Understanding the Zebras of Wound Care: An Overview of Atypical Wounds

Elizabeth Ansert, DPM, MBA, MA; Anthony Tickner, DPM, FACCWS, FAPWCA, FAPWH; Donald Cohen, DPM; Weldon Murry, DPM; Samuel Gorelik, DPM


Wounds. 2022;34(5):124-134. 

In This Article

Abstract and Introduction


Atypical wounds account for approximately 5% to 20% of chronic ulcerations. Typically, clinical suspicion of an uncommon etiology is warranted for wounds that do not show signs of healing with conventional care, that are associated with pain out of proportion to the clinical presentation, or that are atypical in appearance. This review provides a general overview of various atypical wound etiologies, clinical presentations and appearance, and current treatment protocols. The clinical presentation, pathophysiologic etiology, and current literature on each etiology are presented. The etiologies discussed are pyoderma gangrenosum, calciphylaxis, lichen planus, necrobiosis lipoidica, infectious ulcers, hidradenitis suppurativa, artefactual ulcers, hydroxyurea-induced ulcers, vasculopathies, and neoplastic ulcers. Patients with atypical wounds experience a poorer prognosis and slower healing rate compared with patients with typical wound etiologies (eg, vascular and diabetic wounds). Biopsy is often vital in wound care to identify and differentiate wound etiologies. It is important to note that multiple characteristics or histologic features can overlap in a biopsy with atypical wounds. Therefore, a biopsy will still require an understanding of the presentation of these different wounds and should only be used when appropriate. The proper diagnosis for an atypical wound can greatly hasten wound closure, decrease the cost for the patient and the health care system, and improve the patient's quality of life. Because of the limited availability of patient populations with atypical wound etiologies, literature concerning specific pathologies is limited. More research on each pathology is needed, as is a universally accepted treatment protocol for atypical wounds.
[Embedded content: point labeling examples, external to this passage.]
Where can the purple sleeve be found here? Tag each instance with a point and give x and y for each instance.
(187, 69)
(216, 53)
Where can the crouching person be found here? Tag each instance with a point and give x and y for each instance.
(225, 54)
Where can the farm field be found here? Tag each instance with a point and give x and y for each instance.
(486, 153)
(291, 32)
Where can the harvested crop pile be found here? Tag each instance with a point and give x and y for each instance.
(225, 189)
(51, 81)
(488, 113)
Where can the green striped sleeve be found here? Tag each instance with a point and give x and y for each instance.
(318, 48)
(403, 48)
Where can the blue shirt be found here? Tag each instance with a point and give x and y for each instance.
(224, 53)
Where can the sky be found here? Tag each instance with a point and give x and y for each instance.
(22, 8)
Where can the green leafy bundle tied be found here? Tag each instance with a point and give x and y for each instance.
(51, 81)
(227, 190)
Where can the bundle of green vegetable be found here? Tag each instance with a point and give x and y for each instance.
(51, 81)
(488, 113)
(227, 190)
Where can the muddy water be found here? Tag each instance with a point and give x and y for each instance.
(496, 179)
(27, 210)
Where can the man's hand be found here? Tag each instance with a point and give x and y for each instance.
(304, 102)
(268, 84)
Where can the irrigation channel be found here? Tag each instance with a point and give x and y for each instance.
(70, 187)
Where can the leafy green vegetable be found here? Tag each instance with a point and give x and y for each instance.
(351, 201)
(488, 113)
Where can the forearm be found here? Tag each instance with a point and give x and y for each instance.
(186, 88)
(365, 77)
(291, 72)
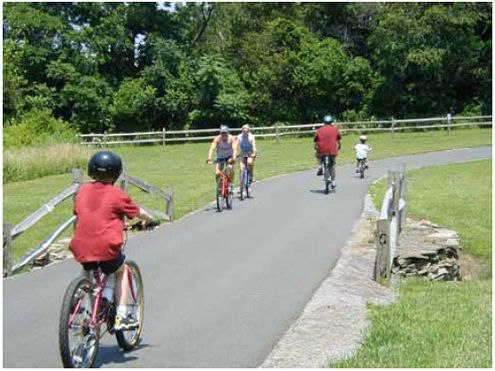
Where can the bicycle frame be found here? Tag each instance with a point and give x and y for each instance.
(100, 285)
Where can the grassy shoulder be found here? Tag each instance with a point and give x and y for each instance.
(441, 324)
(183, 167)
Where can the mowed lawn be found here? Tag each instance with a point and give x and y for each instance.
(439, 324)
(184, 168)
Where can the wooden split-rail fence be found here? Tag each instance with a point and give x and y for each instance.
(278, 131)
(10, 233)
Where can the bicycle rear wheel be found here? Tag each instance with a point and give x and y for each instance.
(229, 198)
(78, 341)
(326, 174)
(128, 339)
(219, 195)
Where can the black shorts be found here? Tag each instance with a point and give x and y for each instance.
(332, 158)
(107, 266)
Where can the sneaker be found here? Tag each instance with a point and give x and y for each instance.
(126, 323)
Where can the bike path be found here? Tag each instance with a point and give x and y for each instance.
(220, 288)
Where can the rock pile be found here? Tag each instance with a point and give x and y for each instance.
(427, 250)
(57, 251)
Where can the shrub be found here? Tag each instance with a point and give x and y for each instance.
(38, 127)
(35, 162)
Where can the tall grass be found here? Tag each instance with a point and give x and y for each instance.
(35, 162)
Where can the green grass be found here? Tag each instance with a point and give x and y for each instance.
(440, 324)
(434, 325)
(183, 167)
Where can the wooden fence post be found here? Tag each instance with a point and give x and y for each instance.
(382, 262)
(7, 249)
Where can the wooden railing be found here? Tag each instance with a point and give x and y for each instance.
(10, 232)
(278, 131)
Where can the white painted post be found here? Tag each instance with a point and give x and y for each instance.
(449, 122)
(7, 249)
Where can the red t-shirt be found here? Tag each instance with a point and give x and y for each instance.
(327, 138)
(100, 209)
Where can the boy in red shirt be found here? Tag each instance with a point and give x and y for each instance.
(327, 142)
(100, 208)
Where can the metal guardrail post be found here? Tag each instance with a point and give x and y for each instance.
(7, 249)
(382, 270)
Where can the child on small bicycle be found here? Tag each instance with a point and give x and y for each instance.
(100, 208)
(362, 150)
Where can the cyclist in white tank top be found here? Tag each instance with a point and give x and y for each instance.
(224, 144)
(246, 147)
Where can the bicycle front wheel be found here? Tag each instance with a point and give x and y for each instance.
(78, 339)
(128, 339)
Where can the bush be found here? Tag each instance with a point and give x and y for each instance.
(35, 162)
(38, 127)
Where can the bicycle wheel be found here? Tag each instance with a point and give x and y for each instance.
(361, 169)
(128, 339)
(219, 195)
(247, 183)
(241, 195)
(78, 341)
(326, 174)
(229, 198)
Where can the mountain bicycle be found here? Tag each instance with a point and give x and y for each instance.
(361, 167)
(85, 312)
(327, 165)
(224, 191)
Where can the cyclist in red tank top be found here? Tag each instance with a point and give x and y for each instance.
(327, 142)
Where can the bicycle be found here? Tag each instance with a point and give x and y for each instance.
(326, 162)
(246, 180)
(224, 191)
(85, 311)
(361, 167)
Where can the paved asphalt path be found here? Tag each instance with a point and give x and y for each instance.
(220, 288)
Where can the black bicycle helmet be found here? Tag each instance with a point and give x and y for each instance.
(328, 119)
(106, 164)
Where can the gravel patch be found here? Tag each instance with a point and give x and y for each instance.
(334, 321)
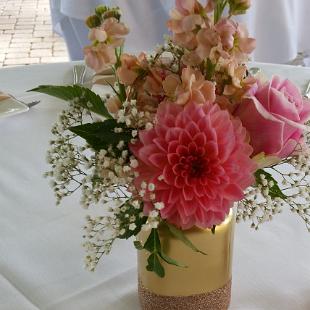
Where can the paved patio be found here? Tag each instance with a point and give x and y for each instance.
(26, 35)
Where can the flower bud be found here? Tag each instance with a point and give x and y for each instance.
(93, 21)
(101, 9)
(237, 7)
(112, 13)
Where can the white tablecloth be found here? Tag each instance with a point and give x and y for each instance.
(40, 245)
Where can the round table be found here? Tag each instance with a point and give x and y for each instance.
(41, 261)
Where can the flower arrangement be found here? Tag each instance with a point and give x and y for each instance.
(187, 134)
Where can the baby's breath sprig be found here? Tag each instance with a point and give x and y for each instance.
(286, 185)
(120, 222)
(66, 157)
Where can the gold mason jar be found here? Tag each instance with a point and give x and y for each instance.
(206, 282)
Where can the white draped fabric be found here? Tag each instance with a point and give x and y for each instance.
(40, 244)
(281, 27)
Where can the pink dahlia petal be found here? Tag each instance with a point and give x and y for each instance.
(203, 158)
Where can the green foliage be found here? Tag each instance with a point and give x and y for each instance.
(102, 135)
(179, 234)
(155, 265)
(237, 7)
(83, 96)
(274, 191)
(153, 245)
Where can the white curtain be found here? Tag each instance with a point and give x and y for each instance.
(280, 26)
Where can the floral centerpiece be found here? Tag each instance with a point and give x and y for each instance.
(187, 134)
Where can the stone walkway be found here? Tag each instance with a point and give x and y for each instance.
(26, 35)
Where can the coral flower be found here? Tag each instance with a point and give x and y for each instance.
(198, 158)
(191, 87)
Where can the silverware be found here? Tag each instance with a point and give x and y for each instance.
(31, 104)
(307, 91)
(79, 72)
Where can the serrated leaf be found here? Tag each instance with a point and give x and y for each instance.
(138, 245)
(274, 191)
(181, 236)
(155, 265)
(170, 260)
(152, 243)
(101, 135)
(88, 99)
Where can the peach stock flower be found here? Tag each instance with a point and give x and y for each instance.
(113, 104)
(198, 159)
(130, 66)
(191, 87)
(99, 57)
(111, 32)
(105, 39)
(185, 18)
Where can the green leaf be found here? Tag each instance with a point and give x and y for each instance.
(86, 98)
(152, 243)
(170, 260)
(138, 245)
(101, 135)
(274, 191)
(181, 236)
(155, 265)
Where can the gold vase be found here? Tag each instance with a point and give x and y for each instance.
(204, 285)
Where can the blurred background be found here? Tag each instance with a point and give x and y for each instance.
(42, 31)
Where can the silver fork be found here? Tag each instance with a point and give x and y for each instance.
(32, 103)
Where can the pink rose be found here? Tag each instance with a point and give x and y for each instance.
(274, 117)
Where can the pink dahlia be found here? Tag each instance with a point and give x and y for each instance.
(198, 158)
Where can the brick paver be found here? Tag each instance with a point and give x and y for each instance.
(26, 35)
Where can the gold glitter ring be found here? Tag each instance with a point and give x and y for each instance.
(218, 299)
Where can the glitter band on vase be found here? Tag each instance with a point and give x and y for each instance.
(215, 300)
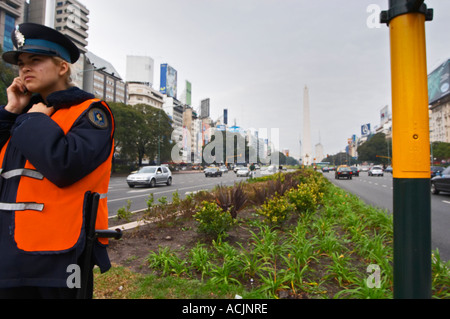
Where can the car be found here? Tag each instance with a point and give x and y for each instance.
(375, 171)
(223, 169)
(150, 176)
(436, 170)
(236, 168)
(343, 171)
(243, 171)
(213, 171)
(441, 183)
(355, 171)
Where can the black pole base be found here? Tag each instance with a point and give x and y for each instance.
(412, 238)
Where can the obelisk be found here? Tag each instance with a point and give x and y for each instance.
(306, 144)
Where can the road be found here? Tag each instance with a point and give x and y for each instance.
(375, 191)
(119, 192)
(378, 191)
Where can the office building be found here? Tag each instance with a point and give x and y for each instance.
(12, 12)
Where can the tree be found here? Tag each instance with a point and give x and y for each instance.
(441, 151)
(7, 75)
(376, 145)
(138, 131)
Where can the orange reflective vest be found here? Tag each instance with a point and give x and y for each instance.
(48, 218)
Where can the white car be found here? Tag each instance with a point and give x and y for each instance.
(243, 171)
(150, 176)
(376, 171)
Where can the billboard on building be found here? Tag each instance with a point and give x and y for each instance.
(204, 108)
(168, 82)
(384, 115)
(188, 93)
(225, 116)
(439, 82)
(140, 69)
(365, 129)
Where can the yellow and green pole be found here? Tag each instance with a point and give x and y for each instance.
(410, 148)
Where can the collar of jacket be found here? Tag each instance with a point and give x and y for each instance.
(63, 99)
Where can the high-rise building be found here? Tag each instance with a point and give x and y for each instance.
(12, 12)
(70, 17)
(306, 141)
(101, 79)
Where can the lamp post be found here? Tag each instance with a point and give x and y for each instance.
(410, 149)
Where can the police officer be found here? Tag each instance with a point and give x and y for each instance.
(56, 144)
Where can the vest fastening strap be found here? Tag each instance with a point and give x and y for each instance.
(22, 172)
(22, 206)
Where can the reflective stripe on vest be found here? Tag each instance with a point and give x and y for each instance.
(47, 218)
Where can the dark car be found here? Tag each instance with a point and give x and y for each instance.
(436, 170)
(355, 171)
(441, 183)
(343, 172)
(213, 171)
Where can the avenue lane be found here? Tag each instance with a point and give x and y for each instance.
(184, 182)
(378, 192)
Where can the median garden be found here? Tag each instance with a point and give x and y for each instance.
(290, 235)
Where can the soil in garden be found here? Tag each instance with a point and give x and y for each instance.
(177, 233)
(181, 234)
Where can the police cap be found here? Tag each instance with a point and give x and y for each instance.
(42, 40)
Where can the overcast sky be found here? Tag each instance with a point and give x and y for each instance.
(254, 57)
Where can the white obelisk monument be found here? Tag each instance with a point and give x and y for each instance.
(306, 143)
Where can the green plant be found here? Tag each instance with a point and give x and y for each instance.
(199, 258)
(176, 201)
(124, 212)
(150, 201)
(276, 209)
(212, 220)
(305, 197)
(231, 199)
(167, 261)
Atypical etiologies account for approximately 5% to 20% of chronic ulcerations,[1] whereas 43% of chronic ulcerations are infected ulcerations, 22% are diabetic ulcerations, and 19% are vascular ulcerations.[2–5] Because of the lower proportion of atypical etiologies, research and industry interest in these ulcerations is lower than in the more common ulceration etiologies. The ability to recognize these so-called zebras, or wounds that are epidemiologically rare, can be critical to the treatment course and the patient's overall well-being.[6] An uncommon etiology should be suspected clinically when a wound does not show signs of healing with conventional care, when pain is out of proportion to the clinical presentation, or for the wound with an atypical clinical appearance.[6–8] Additionally, an etiology may be uncommon in the United States but typical in other countries.

Atypical wounds may be categorized into different groups, including inflammatory ulcers, vasculopathies, neoplastic ulcers, hematologic ulcers, infectious ulcers, hydroxyurea-induced ulcers, and heroin-induced ulcers.[5] Ulcer categorization also may vary by the clinician evaluating the wound. In addition, many patients with diabetes may have components of vasculopathic, inflammatory, and infectious processes that contribute to the wound.[3] A complete patient history should be obtained, and the pathophysiology of various comorbidities should be considered. This article provides a general overview of various atypical wound etiologies, presentations, and clinical appearances, as well as current treatment protocols.